Self-Service via Runbooks

https://bugs.launchpad.net/ironic/+bug/2027690

With the addition of service steps, combined with owner/lessee, we now have an opportunity to allow project members to self-serve many maintenance items by permitting them access to curated runbooks of steps.

This feature will primarily involve extending creating a new runbook concept, allowing lists of steps to be created, associated with a node via traits. These runbooks will then be able to be used in lieu of a list of steps when performing manual cleaning or node servicing.

Problem description

Currently, users of the Ironic API as a project-scoped member have limited ability to self-serve maintenance items. Ironic operators are given the difficult choice of giving users broad access to nodes, allowing them to run arbitrary manual cleaning or service steps with the only alternative being permitting no access to self-serve these maintenance items.

Use cases include:

  • As a project member, I can execute runbooks via Node Servicing without granting the ability to execute arbitrary steps on a node.

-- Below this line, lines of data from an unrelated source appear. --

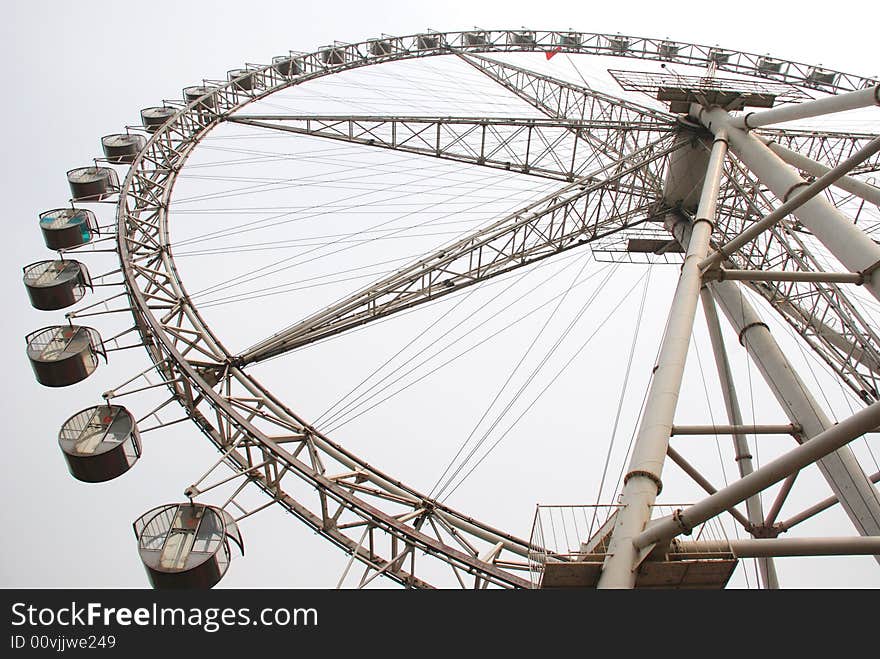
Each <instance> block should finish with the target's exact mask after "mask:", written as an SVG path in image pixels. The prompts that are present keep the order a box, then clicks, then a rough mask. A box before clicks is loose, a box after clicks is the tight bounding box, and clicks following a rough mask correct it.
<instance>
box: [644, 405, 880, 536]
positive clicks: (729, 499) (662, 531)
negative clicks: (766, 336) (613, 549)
mask: <svg viewBox="0 0 880 659" xmlns="http://www.w3.org/2000/svg"><path fill="white" fill-rule="evenodd" d="M878 423H880V402H878V403H874V404H872V405H869V406H868V407H866V408H863V409H861V410H859V411H858V412H856V413H855V414H853V415H852V416H851V417H849V418H847V419H844V420H843V421H841V422H840V423H838V424H837V425H835V426H832V427H831V428H829V429H828V430H826V431H824V432H822V433H820V434H819V435H817V436H816V437H813V438H812V439H810V440H809V441H807V442H804V443H803V444H801V445H800V446H798V447H797V448H795V449H792V450H791V451H789V452H788V453H786V454H785V455H783V456H781V457H779V458H776V459H775V460H773V461H771V462H769V463H767V464H766V465H764V466H763V467H761V468H760V469H757V470H755V471H753V472H752V473H751V474H749V475H748V476H746V477H744V478H741V479H740V480H738V481H737V482H735V483H733V484H731V485H729V486H728V487H725V488H723V489H721V490H718V492H716V493H715V494H712V495H710V496H708V497H706V498H705V499H703V500H702V501H700V502H699V503H696V504H694V505H693V506H690V507H689V508H686V509H685V510H680V511H677V512H676V513H675V514H674V515H673V516H672V517H666V518H663V519H662V520H660V521H658V522H656V523H655V524H652V525H651V526H649V527H648V528H647V529H646V530H645V531H643V532H642V533H640V534H639V535H638V536H636V537H635V538H633V541H632V542H633V546H634V548H636V549H642V548H645V547H648V546H649V545H651V544H654V543H656V542H659V541H661V540H663V541H665V540H669V539H671V538H673V537H675V536H676V535H678V534H680V533H688V532H690V531H691V530H692V529H693V528H694V527H695V526H697V525H698V524H702V523H703V522H705V521H707V520H709V519H712V518H713V517H715V516H716V515H718V514H719V513H721V512H723V511H725V510H727V509H728V508H730V507H731V506H735V505H736V504H738V503H740V502H742V501H745V500H746V499H747V498H749V497H750V496H752V495H753V494H756V493H758V492H760V491H762V490H764V489H766V488H767V487H770V486H771V485H773V484H774V483H778V482H779V481H781V480H782V479H783V478H785V477H786V476H788V475H790V474H793V473H795V472H797V471H799V470H800V469H803V468H804V467H806V466H808V465H810V464H813V463H814V462H816V461H817V460H819V459H820V458H822V457H824V456H827V455H830V454H833V453H834V452H835V451H837V450H838V449H840V448H842V447H844V446H846V445H847V444H848V443H849V442H851V441H852V440H854V439H856V438H857V437H861V436H862V435H863V434H865V433H866V432H868V431H870V430H872V429H873V428H874V427H876V426H877V424H878ZM866 535H869V536H870V535H873V536H877V535H878V534H866Z"/></svg>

  • As an system manager, I want to store a list of steps to perform an action in an identical manner across many similar nodes.

Proposed change

The proposed change is to create a new API concept, runbooks, which can be used with any API flow which currently takes explicit lists of steps.

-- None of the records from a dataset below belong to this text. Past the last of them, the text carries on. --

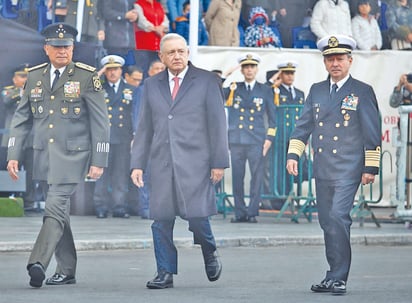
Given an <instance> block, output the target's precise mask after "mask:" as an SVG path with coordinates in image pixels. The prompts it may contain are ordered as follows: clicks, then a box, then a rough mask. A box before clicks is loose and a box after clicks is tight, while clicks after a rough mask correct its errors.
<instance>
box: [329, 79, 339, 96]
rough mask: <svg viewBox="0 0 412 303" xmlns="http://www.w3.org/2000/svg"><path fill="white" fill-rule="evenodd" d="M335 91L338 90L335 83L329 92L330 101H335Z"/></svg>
mask: <svg viewBox="0 0 412 303" xmlns="http://www.w3.org/2000/svg"><path fill="white" fill-rule="evenodd" d="M337 89H338V85H337V84H336V83H333V85H332V90H331V91H330V99H331V100H333V99H335V96H336V91H337Z"/></svg>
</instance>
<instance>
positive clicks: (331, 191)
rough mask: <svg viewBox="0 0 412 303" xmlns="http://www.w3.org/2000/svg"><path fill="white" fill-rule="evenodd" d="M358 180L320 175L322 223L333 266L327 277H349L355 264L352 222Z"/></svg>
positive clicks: (321, 214) (321, 216)
mask: <svg viewBox="0 0 412 303" xmlns="http://www.w3.org/2000/svg"><path fill="white" fill-rule="evenodd" d="M359 184H360V178H359V179H358V180H356V179H355V180H320V179H316V200H317V208H318V216H319V224H320V226H321V228H322V230H323V236H324V241H325V248H326V249H325V251H326V259H327V261H328V264H329V267H330V269H329V270H328V271H327V273H326V277H325V278H326V279H336V280H343V281H347V279H348V275H349V269H350V265H351V258H352V252H351V245H350V226H351V225H352V218H351V216H350V212H351V210H352V208H353V202H354V199H355V194H356V192H357V190H358V187H359Z"/></svg>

Those runbooks can then be used instead of a list of clean_steps or service_steps [0] when setting node provision state. These are expected to behave identical to API calls with clean_steps or service_steps provided, including honoring the disable_ramdisk field, and providing explicit ordering rather than the priority-based ordering that is used in automated cleaning and deploys.

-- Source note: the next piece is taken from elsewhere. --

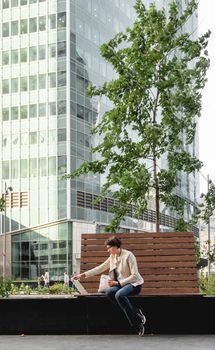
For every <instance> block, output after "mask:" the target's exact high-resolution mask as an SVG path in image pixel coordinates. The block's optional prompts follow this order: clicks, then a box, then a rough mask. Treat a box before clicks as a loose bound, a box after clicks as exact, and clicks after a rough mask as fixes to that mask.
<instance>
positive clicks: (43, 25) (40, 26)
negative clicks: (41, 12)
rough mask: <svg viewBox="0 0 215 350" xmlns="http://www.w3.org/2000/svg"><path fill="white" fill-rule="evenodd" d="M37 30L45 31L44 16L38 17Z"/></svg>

Additionally, we will ensure that the full CRUD lifecycle of runbooks is made role-aware in the code, so that a project can limit who can create, delete, edit, or mark runbooks as public all as separate policy toggles. We will also ensure deployers can separately toggle the ability to run step-based flows via runbooks versus step-based flows with arbitrary step lists.

A runbook will only run on a node who has a trait equal to the runbook name, to ensure the runbook has been approved for use on a given piece of hardware, as an extra precaution against hardware breakage.

Alternatives

We considered, originally, repurposing the existing deploy templates into a generic concept of templates. This was abandoned due to deploy templates containing implicit steps, making it difficult to reason about them. This is why we instead chose to call them runbooks, which are entirely specified as opposed to templates, which are partially specified and have implicit steps integrated.

Data model impact

Create new tables described below:

``runbooks`` (same as ``deploy_templates`` except addition of ``owner`` and ``public``)
  - id (int, pkey)
  - uuid
  - name (string 255)
  - public (bool) - When true, template is available for use by any project.
  - owner (nullable string, usually a keystone project ID)
  - disable_ramdisk - When true, similar behavior to disable_ramdisk in manual cleaning -- do not boot IPA
  - extra json/string
  - steps list of ids pointing to ``runbook_steps``

``runbook_steps``
  - id (int, pkey)
  - runbook_id (Foreign Key to runbooks.id)
  - interface
  - step
  - args
  - order (or some other field/method to indicate how the steps were ordered coming into the API)

Note: Ensure all queries to runbooks only pull in runbook_steps if needed.

State Machine Impact

While no states or state transitions are being proposed, the APIs to invoke some of those state transitions will need to change to become runbook-aware.

REST API impact

A new top level REST API endpoint, /v1/runbooks/ will be added, with basic CRUD support.

The existing /v1/nodes/<node>/states/provision API will be changed to accept a runbook (name or uuid) in lieu of clean_steps when being used for servicing or manual cleaning.

Client (CLI) impact

The CLI will be updated to add support for the new API endpoints.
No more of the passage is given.